Ironisnya, pasukan Israel juga dilaporkan menjarah rumah-rumah warga sipil, sementara infrastruktur penting seperti jembatan yang menghubungkan wilayah selatan dengan bagian lain negara dihancurkan. Dalam kurun waktu sebulan, konflik ini telah merenggut lebih dari 1.200 nyawa, termasuk lebih dari 120 anak-anak, dan menyebabkan satu juta orang terpaksa mengungsi dari rumah mereka.
Kekhawatiran yang tak kalah serius adalah potensi aneksasi. Ada kemungkinan besar bahwa lahan yang kini diduduki oleh pasukan Israel di Lebanon tak akan pernah dikembalikan, melainkan akan perlahan-lahan diduduki dan dicaplok, seperti yang dikhawatirkan terjadi di Gaza dan Tepi Barat.
Pelanggaran hukum internasional oleh Israel di Gaza sudah begitu jelas. Bahkan, sejumlah sekutu tradisional dan negara-negara Barat, seperti Islandia dan Belanda, kini telah bergabung dalam gugatan Afrika Selatan di Mahkamah Internasional (ICJ) yang menuduh Israel melakukan genosida di Gaza. Bahkan Jerman, salah satu pendukung utama Israel, bulan lalu menarik dukungannya dalam kasus tersebut. Ini menunjukkan tekanan global terhadap Israel kian meningkat.
Namun, bagaimana nasib keadilan bagi rakyat Lebanon? Jawabannya sangat bergantung pada apakah Lebanon akan mengambil langkah penting, seperti yang dilakukan Palestina, yaitu bergabung dengan Pengadilan Kriminal Internasional (ICC). Informasi tentang kekejaman di Gaza bisa kita ketahui detailnya berkat peran krusial hukum pidana internasional dalam perjuangan Palestina. Sejak bergabung dengan ICC pada tahun 2015, Palestina telah mengupayakan akuntabilitas atas berbagai kejahatan internasional—mulai dari kejahatan perang, kejahatan terhadap kemanusiaan, hingga genosida.

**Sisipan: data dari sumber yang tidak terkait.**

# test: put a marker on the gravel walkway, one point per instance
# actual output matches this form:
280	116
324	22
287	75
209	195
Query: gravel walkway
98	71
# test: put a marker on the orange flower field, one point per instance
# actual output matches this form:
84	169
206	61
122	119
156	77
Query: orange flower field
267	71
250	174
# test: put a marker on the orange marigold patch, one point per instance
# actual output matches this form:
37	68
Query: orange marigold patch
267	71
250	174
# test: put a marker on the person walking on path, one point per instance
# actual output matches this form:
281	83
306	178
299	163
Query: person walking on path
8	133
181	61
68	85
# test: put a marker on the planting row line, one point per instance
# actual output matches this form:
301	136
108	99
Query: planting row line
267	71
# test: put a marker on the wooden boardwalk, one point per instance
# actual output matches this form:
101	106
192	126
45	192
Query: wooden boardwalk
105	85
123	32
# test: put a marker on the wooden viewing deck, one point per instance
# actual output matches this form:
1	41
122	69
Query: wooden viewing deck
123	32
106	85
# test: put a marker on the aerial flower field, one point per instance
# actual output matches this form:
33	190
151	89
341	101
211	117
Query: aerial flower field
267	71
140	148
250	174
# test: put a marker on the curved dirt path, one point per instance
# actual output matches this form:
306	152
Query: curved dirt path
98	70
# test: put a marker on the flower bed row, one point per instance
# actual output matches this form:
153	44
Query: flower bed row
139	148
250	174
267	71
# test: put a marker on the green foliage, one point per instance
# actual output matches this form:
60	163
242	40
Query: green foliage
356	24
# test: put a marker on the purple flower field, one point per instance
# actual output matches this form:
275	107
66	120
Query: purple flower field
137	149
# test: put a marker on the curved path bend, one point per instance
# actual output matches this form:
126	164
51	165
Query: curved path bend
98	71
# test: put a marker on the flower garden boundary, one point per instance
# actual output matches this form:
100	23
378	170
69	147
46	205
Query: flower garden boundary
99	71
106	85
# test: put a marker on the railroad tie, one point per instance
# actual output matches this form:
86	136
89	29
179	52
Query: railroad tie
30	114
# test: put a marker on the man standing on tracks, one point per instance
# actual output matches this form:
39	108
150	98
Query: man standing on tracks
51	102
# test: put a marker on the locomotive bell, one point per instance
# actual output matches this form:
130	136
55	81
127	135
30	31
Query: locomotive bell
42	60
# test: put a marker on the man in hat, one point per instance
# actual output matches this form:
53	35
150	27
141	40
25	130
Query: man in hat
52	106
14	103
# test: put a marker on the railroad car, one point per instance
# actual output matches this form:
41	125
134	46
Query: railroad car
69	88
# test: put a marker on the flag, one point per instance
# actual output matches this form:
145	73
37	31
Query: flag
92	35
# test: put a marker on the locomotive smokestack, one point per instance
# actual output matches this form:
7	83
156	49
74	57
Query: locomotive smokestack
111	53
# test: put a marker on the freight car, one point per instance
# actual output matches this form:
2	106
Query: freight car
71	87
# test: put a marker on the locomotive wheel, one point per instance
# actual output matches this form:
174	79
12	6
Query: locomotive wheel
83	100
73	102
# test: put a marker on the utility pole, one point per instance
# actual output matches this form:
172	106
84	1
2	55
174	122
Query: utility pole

Meskipun belum ada vonis, langkah ini berhasil membuahkan surat perintah penangkapan terhadap Perdana Menteri Israel Benjamin Netanyahu dan mantan Menteri Pertahanan Yoav Gallant atas tuduhan kejahatan perang dan kejahatan terhadap kemanusiaan di Gaza. Fokus serupa masih minim untuk Lebanon. Meski ada dukungan dari beberapa negara terhadap Lebanon, isu akuntabilitas kejahatan ini belum menjadi sorotan utama. Salah satu alasannya adalah otoritas Lebanon belum memanfaatkan jalur hukum internasional yang tersedia, termasuk ICC. Padahal, pada April 2024 lalu, Lebanon sempat hampir memberikan yurisdiksi kepada pengadilan ini.

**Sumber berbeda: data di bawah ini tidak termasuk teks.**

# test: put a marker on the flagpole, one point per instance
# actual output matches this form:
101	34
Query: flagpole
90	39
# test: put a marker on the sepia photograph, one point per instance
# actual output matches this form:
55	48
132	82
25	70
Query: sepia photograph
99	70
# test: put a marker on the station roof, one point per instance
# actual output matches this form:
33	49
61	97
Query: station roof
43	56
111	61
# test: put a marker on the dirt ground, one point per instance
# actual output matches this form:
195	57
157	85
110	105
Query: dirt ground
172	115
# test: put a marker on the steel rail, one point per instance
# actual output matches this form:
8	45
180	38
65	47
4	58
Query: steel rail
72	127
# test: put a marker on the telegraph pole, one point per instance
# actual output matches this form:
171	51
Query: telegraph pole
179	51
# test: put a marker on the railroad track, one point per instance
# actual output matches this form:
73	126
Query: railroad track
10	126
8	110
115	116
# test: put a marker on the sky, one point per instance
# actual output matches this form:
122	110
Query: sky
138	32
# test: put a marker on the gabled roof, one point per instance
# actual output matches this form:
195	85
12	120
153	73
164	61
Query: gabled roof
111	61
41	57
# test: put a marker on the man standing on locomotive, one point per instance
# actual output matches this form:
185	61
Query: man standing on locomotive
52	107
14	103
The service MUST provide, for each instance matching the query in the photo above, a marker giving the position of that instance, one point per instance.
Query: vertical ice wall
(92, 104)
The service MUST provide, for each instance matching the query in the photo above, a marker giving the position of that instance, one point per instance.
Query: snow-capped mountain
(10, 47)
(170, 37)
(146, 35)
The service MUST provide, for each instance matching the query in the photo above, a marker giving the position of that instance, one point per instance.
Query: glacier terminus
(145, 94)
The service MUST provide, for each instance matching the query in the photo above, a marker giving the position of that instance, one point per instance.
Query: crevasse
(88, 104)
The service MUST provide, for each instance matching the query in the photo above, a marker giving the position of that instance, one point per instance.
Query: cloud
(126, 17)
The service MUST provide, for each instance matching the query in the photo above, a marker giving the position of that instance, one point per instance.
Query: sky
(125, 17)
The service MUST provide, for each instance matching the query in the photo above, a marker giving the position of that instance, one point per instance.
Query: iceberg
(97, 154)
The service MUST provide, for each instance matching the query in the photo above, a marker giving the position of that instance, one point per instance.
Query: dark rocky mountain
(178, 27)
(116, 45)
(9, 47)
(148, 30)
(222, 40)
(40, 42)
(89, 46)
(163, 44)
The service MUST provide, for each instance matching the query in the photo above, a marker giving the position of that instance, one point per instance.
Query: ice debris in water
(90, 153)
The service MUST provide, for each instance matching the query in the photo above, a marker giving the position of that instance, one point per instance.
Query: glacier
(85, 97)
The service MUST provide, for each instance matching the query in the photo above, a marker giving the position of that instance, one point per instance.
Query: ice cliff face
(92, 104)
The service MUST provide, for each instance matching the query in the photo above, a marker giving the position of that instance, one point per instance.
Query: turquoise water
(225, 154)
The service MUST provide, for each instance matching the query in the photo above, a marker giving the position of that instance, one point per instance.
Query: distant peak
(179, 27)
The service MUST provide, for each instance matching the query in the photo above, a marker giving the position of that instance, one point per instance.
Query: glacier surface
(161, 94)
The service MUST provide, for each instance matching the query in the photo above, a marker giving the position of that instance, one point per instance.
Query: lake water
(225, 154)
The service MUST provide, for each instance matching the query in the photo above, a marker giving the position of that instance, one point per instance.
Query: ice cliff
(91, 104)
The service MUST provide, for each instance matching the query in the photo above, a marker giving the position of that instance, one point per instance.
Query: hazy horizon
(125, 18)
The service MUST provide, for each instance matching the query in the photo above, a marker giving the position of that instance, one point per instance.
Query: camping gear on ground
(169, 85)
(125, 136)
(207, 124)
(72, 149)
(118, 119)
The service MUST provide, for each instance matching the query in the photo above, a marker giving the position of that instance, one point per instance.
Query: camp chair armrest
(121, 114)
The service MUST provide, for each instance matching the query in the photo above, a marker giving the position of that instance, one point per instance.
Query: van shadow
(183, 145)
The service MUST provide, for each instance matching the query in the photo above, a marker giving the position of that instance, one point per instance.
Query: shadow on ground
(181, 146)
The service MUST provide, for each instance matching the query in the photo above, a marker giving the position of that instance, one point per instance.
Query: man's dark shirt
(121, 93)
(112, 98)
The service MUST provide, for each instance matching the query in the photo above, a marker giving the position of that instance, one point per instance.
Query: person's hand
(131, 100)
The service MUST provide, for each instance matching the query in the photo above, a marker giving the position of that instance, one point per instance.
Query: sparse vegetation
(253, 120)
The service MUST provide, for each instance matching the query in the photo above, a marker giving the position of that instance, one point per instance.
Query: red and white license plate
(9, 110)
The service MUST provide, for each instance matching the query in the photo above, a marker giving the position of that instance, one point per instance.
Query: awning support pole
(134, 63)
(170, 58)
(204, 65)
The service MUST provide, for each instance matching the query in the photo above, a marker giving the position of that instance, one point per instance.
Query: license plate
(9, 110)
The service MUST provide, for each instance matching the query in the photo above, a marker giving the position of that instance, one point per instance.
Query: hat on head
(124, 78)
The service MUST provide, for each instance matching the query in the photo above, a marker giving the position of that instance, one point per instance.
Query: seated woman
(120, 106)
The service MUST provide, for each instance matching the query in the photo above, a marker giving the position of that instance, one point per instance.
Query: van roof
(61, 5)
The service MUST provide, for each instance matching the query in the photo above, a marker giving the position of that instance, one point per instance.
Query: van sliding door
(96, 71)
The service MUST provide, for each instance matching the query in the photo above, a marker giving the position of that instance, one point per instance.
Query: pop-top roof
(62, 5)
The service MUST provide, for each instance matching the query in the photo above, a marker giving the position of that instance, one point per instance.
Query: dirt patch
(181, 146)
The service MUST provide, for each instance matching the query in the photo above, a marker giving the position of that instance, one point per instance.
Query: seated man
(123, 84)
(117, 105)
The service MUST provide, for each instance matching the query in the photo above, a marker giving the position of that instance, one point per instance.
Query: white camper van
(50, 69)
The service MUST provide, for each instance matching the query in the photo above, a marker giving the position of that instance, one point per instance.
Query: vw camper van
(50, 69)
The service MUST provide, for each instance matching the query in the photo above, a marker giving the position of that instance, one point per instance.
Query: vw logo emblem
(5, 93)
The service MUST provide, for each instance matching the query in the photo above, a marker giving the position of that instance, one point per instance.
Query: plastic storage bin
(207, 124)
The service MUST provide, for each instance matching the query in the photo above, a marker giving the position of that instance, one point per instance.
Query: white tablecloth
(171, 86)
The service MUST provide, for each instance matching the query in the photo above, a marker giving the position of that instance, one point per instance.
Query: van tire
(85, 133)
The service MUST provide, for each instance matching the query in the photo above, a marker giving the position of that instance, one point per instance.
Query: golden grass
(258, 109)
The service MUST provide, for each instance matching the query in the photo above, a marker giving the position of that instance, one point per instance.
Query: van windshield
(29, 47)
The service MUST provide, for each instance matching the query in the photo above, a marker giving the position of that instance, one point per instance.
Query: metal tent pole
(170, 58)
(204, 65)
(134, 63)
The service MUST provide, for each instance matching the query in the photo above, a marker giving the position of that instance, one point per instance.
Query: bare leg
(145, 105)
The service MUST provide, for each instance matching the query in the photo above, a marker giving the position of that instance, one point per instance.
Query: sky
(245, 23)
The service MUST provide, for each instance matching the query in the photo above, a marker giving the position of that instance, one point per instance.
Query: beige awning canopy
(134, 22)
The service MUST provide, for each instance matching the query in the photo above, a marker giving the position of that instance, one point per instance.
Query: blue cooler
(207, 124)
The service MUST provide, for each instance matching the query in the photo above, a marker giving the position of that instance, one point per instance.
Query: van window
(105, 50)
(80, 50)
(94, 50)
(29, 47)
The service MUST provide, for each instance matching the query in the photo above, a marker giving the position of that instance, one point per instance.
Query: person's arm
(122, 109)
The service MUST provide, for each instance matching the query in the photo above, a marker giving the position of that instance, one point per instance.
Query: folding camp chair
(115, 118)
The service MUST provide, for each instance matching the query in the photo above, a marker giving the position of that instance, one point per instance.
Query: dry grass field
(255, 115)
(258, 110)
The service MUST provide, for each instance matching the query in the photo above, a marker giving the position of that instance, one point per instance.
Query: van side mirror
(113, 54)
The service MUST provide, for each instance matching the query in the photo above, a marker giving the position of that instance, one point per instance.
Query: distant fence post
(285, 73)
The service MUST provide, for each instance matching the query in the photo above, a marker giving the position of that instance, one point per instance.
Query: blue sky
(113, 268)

Melihat kondisi ini, langkah Lebanon untuk bergabung dengan ICC sangat krusial. Ini bukan hanya demi keadilan bagi para korban, tetapi juga sebagai tekanan politik yang kuat terhadap Israel dan upaya mencegah berlanjutnya pelanggaran hukum internasional. Tanpa jalur hukum yang jelas, penderitaan rakyat Lebanon terancam tak akan mendapat keadilan yang semestinya.